And as the number of identity fraud cases increases, so too does the number of corporate data breaches. The Javelin research found that nearly a third (30 percent) of all U.S. consumers were notified of breaches in 2017, up from 12 percent in 2016. For the first time ever, Social Security numbers (35 percent) were compromised more than credit card numbers (30 percent) in breaches.

“2017 was a runaway year for fraudsters, and with the amount of valid information they have on consumers, their attacks are just getting more complex,” says Al Pascual, senior vice president, research director, and head of fraud and security at Javelin Strategy & Research. “Fraudsters are growing more sophisticated in response to industry’s efforts to implement better security.”

While the losses by themselves are staggering, an equally troubling trend is the loss of trust that consumers have turned toward companies. Consumers are now shifting the perceived responsibility for preventing fraud from themselves to other entities, such as their financial institutions or the companies storing their data.

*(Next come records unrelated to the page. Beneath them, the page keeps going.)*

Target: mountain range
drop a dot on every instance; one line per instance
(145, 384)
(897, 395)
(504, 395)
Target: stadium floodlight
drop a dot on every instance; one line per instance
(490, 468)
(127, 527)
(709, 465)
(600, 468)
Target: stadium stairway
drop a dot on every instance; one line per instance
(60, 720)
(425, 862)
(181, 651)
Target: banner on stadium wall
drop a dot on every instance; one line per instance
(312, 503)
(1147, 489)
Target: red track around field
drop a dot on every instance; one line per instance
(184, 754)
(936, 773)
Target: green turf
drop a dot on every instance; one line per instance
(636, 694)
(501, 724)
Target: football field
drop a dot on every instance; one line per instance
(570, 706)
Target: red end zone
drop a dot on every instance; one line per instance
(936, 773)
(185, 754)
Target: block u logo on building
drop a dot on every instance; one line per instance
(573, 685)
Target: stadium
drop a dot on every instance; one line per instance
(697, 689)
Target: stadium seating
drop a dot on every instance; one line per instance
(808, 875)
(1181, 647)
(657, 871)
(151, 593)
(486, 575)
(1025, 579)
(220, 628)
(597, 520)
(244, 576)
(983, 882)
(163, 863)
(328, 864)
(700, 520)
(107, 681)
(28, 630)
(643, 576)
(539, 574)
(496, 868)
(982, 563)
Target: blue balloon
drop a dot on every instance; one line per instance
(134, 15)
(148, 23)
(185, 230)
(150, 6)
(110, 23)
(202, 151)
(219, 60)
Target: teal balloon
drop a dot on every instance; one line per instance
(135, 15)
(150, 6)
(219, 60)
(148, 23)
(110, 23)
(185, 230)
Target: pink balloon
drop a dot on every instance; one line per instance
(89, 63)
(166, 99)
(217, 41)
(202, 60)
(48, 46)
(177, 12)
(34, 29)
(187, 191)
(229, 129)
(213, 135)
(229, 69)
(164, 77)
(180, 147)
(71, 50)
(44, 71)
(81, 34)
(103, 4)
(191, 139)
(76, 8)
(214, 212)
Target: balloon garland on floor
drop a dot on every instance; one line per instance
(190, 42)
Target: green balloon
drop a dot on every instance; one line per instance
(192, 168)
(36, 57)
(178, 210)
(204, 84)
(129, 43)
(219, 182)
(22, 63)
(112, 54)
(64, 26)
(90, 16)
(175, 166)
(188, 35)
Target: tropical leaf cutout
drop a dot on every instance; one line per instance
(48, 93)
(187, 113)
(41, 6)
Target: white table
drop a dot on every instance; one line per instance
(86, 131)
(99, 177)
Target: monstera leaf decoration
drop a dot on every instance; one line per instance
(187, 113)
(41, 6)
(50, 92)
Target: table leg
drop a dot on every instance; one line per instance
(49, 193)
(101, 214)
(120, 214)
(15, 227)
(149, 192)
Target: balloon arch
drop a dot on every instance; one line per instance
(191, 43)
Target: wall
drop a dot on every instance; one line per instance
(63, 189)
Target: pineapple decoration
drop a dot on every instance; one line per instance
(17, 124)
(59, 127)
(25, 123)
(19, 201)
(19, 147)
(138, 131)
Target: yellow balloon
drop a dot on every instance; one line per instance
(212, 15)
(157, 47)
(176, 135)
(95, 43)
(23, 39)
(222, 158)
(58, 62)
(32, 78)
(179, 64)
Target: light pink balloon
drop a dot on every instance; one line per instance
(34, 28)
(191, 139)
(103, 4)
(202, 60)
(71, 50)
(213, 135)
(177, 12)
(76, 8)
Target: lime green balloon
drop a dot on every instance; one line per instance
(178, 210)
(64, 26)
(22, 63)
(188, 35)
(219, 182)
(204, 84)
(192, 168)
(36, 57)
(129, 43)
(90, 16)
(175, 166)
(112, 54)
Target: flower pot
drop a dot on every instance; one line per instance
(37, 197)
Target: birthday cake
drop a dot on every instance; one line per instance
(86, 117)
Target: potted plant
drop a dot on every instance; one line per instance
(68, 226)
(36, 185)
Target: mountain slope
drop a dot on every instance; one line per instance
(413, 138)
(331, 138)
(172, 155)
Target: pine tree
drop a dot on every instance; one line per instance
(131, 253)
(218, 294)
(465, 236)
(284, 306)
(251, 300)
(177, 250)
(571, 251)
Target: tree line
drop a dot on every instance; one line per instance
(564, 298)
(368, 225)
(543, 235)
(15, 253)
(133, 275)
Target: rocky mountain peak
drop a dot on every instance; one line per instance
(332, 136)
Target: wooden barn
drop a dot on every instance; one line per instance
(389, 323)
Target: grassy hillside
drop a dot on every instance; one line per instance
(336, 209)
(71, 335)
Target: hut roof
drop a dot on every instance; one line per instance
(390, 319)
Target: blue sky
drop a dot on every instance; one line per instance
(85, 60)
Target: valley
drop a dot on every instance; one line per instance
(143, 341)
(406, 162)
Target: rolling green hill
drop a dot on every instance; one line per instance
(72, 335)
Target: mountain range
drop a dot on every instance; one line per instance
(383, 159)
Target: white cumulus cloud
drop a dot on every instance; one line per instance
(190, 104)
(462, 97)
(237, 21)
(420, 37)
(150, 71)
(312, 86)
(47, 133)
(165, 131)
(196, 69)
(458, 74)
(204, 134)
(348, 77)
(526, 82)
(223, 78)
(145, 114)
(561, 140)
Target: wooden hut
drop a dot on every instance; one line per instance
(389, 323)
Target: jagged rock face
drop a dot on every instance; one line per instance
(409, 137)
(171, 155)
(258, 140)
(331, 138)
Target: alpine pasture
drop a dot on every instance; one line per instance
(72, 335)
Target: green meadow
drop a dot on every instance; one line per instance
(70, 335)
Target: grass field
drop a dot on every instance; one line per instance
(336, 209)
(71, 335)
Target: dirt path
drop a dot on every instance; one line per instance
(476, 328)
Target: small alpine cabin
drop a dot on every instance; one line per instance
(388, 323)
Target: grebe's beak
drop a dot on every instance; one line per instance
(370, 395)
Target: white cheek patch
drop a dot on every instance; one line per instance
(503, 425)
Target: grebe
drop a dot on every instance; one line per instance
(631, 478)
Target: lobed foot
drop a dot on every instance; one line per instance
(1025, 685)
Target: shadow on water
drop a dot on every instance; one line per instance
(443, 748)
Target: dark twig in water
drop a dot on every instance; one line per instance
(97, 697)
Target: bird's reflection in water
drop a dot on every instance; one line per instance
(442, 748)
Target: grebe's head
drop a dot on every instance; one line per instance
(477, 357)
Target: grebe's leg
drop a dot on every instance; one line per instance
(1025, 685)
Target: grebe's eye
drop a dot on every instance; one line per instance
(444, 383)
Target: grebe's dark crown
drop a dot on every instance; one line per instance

The proportion of consumers who are concerned about fraud rose from 51 percent in 2016 to 69 percent in 2017. Meanwhile, 63 percent of consumers are highly concerned about the threat of breaches, with many unsure that they can effectively protect themselves. 

Cynicism about breach notifications also rose dramatically, with 64 percent of breach victims indicating they believe the breach notifications do little to help protect them and are principally about providing legal cover for the companies whose files were compromised. 

Consumer Action’s Sherry hopes that when the European Union’s new General Data Protection Regulation (GDPR) goes into effect next month, U.S. consumers might see some ripple effect from companies’ push toward compliance. “It’s unlikely that global corporations will create country-specific systems for data protection, retention, correction, and deletion rights—making it possible for the strong EU rules to become the default for consumers in the United States and other countries,” she says.

“As global firms adapt to the EU’s data protection law, we’re hopeful that all consumers will benefit from stricter data security and gain a reasonable measure of control over their personal information that so many others prosper from the EU’s strong regulation,” Sherry says.